Anomalous Cepheids in the Large Magellanic Cloud: Insight into their origin and connection with the star formation history

TL;DR

This study analyzes the properties and origins of 84 Anomalous Cepheids in the Large Magellanic Cloud, revealing their intermediate-age, metal-poor nature and their connection to the galaxy's star formation history.

Contribution

It provides new insights into the formation mechanism and population characteristics of Anomalous Cepheids using updated pulsation models and spatial distribution analysis.

Findings

ACs have a mean mass of 1.2 solar masses.

ACs are spatially distinct from classical Cepheids and old population tracers.

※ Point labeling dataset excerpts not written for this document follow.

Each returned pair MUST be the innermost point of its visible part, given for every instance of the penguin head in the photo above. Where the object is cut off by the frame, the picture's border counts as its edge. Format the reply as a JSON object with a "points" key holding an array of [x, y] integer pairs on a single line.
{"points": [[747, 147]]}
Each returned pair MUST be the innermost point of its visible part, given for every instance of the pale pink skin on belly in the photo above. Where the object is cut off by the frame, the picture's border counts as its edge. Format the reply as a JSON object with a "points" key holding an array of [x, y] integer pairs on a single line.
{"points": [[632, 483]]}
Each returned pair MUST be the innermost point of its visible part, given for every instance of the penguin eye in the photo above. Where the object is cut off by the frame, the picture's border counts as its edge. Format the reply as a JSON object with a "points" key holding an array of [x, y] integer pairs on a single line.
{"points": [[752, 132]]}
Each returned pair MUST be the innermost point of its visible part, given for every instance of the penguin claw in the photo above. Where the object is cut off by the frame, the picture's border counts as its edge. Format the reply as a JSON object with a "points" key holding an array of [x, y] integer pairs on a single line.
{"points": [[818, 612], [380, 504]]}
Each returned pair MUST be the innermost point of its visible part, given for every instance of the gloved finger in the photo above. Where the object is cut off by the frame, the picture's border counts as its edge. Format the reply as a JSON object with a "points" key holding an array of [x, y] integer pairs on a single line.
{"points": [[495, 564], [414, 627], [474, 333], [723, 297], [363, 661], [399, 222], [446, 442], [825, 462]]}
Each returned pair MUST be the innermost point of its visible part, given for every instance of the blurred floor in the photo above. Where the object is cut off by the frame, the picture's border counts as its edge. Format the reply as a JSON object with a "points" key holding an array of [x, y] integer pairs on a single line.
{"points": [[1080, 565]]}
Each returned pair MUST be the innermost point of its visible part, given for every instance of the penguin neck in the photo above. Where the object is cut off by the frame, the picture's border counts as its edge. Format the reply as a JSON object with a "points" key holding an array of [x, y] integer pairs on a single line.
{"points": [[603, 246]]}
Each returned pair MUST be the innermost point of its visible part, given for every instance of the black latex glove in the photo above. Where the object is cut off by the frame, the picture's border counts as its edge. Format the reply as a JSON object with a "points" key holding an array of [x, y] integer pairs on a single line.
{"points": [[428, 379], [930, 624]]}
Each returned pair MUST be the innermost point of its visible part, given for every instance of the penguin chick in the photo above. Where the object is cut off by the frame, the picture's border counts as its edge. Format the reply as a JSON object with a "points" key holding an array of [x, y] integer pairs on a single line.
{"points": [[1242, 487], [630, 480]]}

ACs are mainly intermediate-age, metal-poor stars formed via single and binary channels.

Abstract

Context. The properties of variable stars can give independent constraints on the star formation history of the host galaxy, by determining the age and metallicity of the parent population. Aims. We investigate the pulsation properties of 84 Anomalous Cepheids (ACs) detected by the OGLE-III survey in the Large Magellanic Cloud (LMC), in order to understand the formation mechanism and the characteristics of the parent population they came from. Methods. We used an updated theoretical pulsation scenario to derive the mass and the pulsation mode of each AC in the sample. We also used a Kolmogorov-Smirnov test to analyze the spatial distribution of the ACs, in comparison with that of other groups of variable stars, and connect their properties with the star formation history of the LMC. Results. We find that the mean mass of ACs is 1.2 \pm 0.2Mo. We show that ACs do not follow the same spatial distribution of classical Cepheids. This and the difference in their period-luminosity relations further support the hypothesis that ACs are not the extension to low luminosity of classical Cepheids. The spatial distribution of ACs is also different from that of bona-fide tracers of the old population, such as RR Lyrae stars and population II Cepheids. We therefore suggest that the majority of ACs in the LMC are made of intermediate-age (1-6Gyr), metal-poor single stars. Finally, we investigate the relation between the frequency of ACs and the luminosity of the host galaxy, disclosing that purely old systems follow a very tight relation and that galaxies with strong intermediate-age and young star formation tend to have an excess of ACs, in agreement with their hosting ACs formed via both single and binary star channels.